Административная система государства была упорядочена и строго
централизована, так что нити управления всеми сторонами хозяйственной
жизни в конечном счете сходились в руках царя, который вникал во все
дела и вопросы. Придавая большое значение личному участию в делах,
Хаммурапи вел интенсивную переписку со своими чиновниками на местах;
нередко и частные лица со своими жалобами или вопросами обращались прямо
к нему. Была проведена важная судебная реформа, которая внедряла
единообразие в судопроизводстве; роль царя в нем усилилась. Во все
большие города, где раньше действовали только храмовые и общинные суды,
были назначены царские судьи из числа чиновников, подчиненных
непосредственно царю. Храмы с их обширными хозяйствами, занимавшими
значительную территорию Месопотамии, которые после падения III династии
Ура пользовались большой самостоятельностью, были вновь в
административном и хозяйственном отношении полностью подчинены царю.
Частная международная торговля была запрещена, и было подтверждено, что
купцы, занимавшиеся ею,— царские чиновники. Внутри большей части
государства была совершенно запрещена продажа земли, кроме городских
участков. Этими мерами, как и «указами о справедливости», о которых
говорилось выше, государство стремилось предотвратить разорение и
обезземеливание населения. 

Старовавилонское общество.

Общество Южной Месопотамии начала II тысячелетия до н.э. во многом
отличалось от общества предшествовавшего тысячелетия. Месопотамия уже не
распадалась на отдельные номы, существовало явственное стремление к
единству страны. Главной задачей общества было самовоспроизводство и
самоподдержание, в том числе и поддержание этого единства. На достижение
этой цели направлялись все общественные силы — социальные, религиозные,
экономические. 

$

Как нам представляется, старовавилонскую экономику уже нельзя делить на
сектор государственный и сектор общинно-частный: в ней приходится
различать секторы собственно государственный и государственно-общинный:
и тот и другой находились под государственным контролем. Внутри обоих
этих секторов существовали, по-видимому, два основных типа хозяйств:
крупные и мелкие. К крупным хозяйствам относились государственное,
храмовые, а также хозяйства царя, вельмож и крупных чиновников. К мелким
относились хозяйства общинников, рядовых служащих государственного или
храмовых хозяйств, земледельцев, обрабатывающих казенную землю за часть
урожая. Производство в мелких хозяйствах носило натуральный характер, и
небольшой излишек продуктов, который мог в них образовываться в
благоприятные по климатическим условиям годы после уплаты всех налогов,
составлял их запасной и обменный фонд. Излишки продуктов, которые могли
служить товарами для торговли, накапливались в крупных хозяйствах, и
прежде всего такими излишками могло располагать само государство. 

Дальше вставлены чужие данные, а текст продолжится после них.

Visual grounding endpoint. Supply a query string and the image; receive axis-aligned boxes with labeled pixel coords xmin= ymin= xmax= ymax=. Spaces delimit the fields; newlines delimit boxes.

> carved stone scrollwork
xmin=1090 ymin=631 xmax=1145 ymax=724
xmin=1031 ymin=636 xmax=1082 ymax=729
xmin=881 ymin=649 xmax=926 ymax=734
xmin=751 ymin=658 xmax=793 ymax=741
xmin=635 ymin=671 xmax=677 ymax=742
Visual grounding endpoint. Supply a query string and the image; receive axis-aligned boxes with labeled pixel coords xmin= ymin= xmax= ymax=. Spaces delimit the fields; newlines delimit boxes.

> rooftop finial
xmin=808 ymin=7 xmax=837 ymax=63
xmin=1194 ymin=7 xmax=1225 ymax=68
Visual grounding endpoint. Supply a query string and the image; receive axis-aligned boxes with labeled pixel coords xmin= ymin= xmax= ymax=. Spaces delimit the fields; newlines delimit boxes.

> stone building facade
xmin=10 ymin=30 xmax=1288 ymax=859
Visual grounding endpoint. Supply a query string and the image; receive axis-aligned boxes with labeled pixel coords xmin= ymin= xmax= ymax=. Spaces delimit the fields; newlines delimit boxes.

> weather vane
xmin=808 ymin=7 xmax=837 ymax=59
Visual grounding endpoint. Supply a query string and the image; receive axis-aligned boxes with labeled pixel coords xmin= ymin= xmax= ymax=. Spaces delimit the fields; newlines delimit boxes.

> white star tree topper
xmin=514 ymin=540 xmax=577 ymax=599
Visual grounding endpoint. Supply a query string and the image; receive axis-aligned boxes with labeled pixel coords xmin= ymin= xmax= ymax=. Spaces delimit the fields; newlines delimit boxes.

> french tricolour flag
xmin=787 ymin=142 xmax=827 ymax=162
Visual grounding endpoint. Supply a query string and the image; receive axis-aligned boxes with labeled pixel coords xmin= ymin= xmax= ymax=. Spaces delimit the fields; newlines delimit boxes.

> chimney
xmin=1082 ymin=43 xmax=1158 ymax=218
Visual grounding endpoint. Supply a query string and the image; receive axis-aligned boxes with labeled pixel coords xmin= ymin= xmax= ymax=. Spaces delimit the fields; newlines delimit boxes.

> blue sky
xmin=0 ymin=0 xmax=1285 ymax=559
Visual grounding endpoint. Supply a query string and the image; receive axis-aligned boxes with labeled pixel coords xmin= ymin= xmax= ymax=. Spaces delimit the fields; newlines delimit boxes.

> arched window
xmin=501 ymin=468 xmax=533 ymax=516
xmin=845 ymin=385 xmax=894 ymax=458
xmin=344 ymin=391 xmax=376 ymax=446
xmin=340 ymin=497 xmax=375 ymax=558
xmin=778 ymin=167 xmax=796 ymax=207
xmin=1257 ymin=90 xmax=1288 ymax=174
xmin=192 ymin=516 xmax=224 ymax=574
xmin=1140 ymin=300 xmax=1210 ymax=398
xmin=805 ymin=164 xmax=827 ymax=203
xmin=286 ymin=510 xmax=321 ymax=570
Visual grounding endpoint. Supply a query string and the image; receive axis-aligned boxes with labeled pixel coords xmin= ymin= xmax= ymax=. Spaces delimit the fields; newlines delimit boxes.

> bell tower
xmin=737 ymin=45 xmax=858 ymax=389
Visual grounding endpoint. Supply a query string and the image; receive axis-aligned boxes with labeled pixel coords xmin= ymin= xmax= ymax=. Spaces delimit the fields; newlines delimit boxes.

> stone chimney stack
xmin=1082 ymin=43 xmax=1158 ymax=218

Характер производства остался в принципе тот же, что и при III династии
Ура, однако экономические условия изменились в силу описанных выше
причин: увеличение масштабов государства вело к усилению
государственного экономического сектора и управленческого аппарата.
Товарно-денежные отношения, которые могли бы быть регулятором
экономического механизма, были обращены главным образом возне; внутри
себя крупные хозяйства (государства и храмы) были автаркичны, а мелкие —
тем более, и общество вырабатывало другие методы и способы регулирования
экономики, в частности товарообмена, — такие способы, которые могли бы
действовать в рамках главной общественной задачи: в новых экономических
условиях и сообразуясь с ними поддерживать стабильное
самовоспроизводство общества. 

В числе этих методов, частично унаследованных от шумерской экономики, а
частично выработанных в старовавилонский период, были следующие: твердые
ставки роста на кредит и система государственного кредитования частных
лиц (через тамкаров, которые были прежде всего сборщиками налогов, но
ведали и торговыми и другими денежными доходами государства);
периодическое возвращение по государственному указу некоторых видов
проданной недвижимости первоначальному владельцу и освобождение
кабальных рабов; государственное принудительное ценообразование и
некоторые другие. 

Как известно, из-за бедности природных ресурсов Месопотамия была
вынуждена импортировать целый ряд жизненно необходимых ей материалов, в
первую очередь металл, нужный для изготовлення сельскохозяйственных
орудий. Между народный товарообмен был насущной потребностью для
Месопотамии с древнейших времен. Он составлял важный элемент ее
экономической структуры, т.е. был одной из составных частей того целого,
воспроизводство которого было главной целью общества. Государство,
осуществляя свои функции по поддержанию общественной стабильности,
держало в своих руках и под своим контролем и эту часть экономической
структуры общества. Международный товарообмен был одним из наиболее
значимых звеньев в деятельности государственного аппарата. Для этой
торговли государство использовало излишки продуктов, которыми oнo
располагало. Различные привозные товары, которые поступали в обмен на
эти продукты в казну, расходовались на нужды государства и частично
распределялись между администрацией и персоналом государственного
хозяйства. Тамкары (торговые агенты) н другие официальные лица, занятые
в международном обмене, по-видимому, постепенно привлекали к этой
торговле свои частные ресурсы и пытались наряду с исполнением своих
служебных обязанностей делать собственный бизнес. 

Международный товарообмен (государственный и частный) был
неэквивалентным, цепы в нем были стихийными н не имели прямого отношения
к производственным затратам; караваны, груженные одними н темп же
товарами, постоянно ходили по одним и тем же маршрутам, привозя обратно
то, что нужно. Частный международный товарообмен развивался под укрытием
государственного, перенимая его методы и используя его
возможности(Несколькоо иначе складывался междуиародный товарообмен вне
Южной Месопотамии.). Наряду с частным международным товарообменом
развивался и внутренний частный товарообмен, но в очень ограниченном
масштабе. Годы природных катастроф и неурожаен, видимо, вызывали
временное усиленно товарно-денежных тенденций в экономике, но с
преодолением кризисов все возвращалось к исходной позиции. Частная
торговля в Месопотамии старовавилонского периода сводилась к отдельным
случаям купли-продажи необходимого в хозяйство или предметов роскоши.
Эта торговля не была основана на товарном производство, и доходы от нее,
как правило, в производство но поступали. 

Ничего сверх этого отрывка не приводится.